Pazar yazıları -14-
Sadi-i Şirazi, insanı; "bir damla kan ve bin endişe!" diye tanımlar. Aynı endişeyi; bizim şairimiz Necip Fazıl’ın hecelemesi ise: "Hep nefs çıkar karşıma, ölüp ölüp dirilsem; İnsandan kaçmak...
Sadi-i Şirazi, insanı; "bir damla kan ve bin endişe!" diye tanımlar. Aynı endişeyi; bizim şairimiz Necip Fazıl’ın hecelemesi ise:
"Hep nefs çıkar karşıma, ölüp ölüp dirilsem; İnsandan kaçmak kolay; kendimden kaçabilsem..."
O insan ki, yüceler yücesi ‘Teklif’e muhatap ve bu yüzden üstünler üstünü; muhatap olamamanın ezikliği yüzünden de aşağıların en aşağısı!..

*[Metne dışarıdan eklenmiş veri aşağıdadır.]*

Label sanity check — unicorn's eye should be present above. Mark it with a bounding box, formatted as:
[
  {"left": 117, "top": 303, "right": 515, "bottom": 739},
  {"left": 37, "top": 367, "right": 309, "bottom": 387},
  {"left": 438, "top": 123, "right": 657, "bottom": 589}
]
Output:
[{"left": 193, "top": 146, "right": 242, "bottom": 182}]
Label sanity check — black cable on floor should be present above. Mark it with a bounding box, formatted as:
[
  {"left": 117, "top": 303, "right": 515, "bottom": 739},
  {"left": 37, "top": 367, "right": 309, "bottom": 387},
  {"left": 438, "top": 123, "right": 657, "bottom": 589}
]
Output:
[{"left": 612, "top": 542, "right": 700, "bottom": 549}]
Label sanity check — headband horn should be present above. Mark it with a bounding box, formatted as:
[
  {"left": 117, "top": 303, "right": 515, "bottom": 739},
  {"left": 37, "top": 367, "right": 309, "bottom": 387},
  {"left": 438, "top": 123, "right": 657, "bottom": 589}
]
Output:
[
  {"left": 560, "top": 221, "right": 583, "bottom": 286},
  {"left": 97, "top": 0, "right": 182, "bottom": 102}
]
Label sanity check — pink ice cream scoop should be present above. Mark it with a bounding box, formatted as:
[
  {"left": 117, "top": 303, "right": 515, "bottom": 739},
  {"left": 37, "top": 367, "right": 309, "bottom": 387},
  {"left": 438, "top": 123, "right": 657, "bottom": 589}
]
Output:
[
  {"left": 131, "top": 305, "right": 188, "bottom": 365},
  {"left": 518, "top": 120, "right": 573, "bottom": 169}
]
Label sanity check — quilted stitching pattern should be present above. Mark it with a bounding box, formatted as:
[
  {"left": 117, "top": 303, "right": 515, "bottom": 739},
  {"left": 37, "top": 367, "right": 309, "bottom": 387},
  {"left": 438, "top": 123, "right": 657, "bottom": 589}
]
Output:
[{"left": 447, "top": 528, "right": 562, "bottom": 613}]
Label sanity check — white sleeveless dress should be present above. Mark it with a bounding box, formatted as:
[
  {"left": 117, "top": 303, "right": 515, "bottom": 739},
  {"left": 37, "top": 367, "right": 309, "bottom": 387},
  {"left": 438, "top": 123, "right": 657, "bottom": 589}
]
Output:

İnsan, Allahü tealanın yeryüzündeki halifesi.. Nasıl yüce olmasın ki; Allahü tealayı ondan başkası kalbine sığdıramamış.. Allahü teala onun manasının dışında hiçbir şeyde yetkin bir surette tecelli etmemiştir.
Ve, velilerin önderi İmam-ı Rabbani hazretlerinin tespitleriyle insan: ‘İnsan mahlukatın en çok muhtaç olanıdır. Ve her neye muhtaç ise, ona alaka duyar. Her duyduğu alaka, onu Allahü tealadan uzaklaştırır.
Bu sebepten, bütün mahlukatın en ziyade mahrumu insan olur." (1. Cilt 45. Mektup)
Ve; "...insan öyle bir topluluktur ki, âlem-i kebirde yükseklikler ve aşağılıklardan her ne mevcut ise, insanda dahi vardır." (1.cilt 307. Mektup); "...insanın yaratılmasından maksat, yağlı ve leziz yiyecekler, güzel ve nefis elbiseler, mal ve mülk toplamak, nimetlenmek, oyun ve eğlence değildir. Yaratılmasından maksat, Allahü tealaya karşı gönlü kırık, boynu bükük olmak ve yalvarmak içindir." (1. Cilt 206. Mektup)
Kâinatın özeti insan, insanın özeti kalptir. İnsan, halife-i rahmandır; zira Allahü teala Âdem'i kendi suretinde yaratmıştır.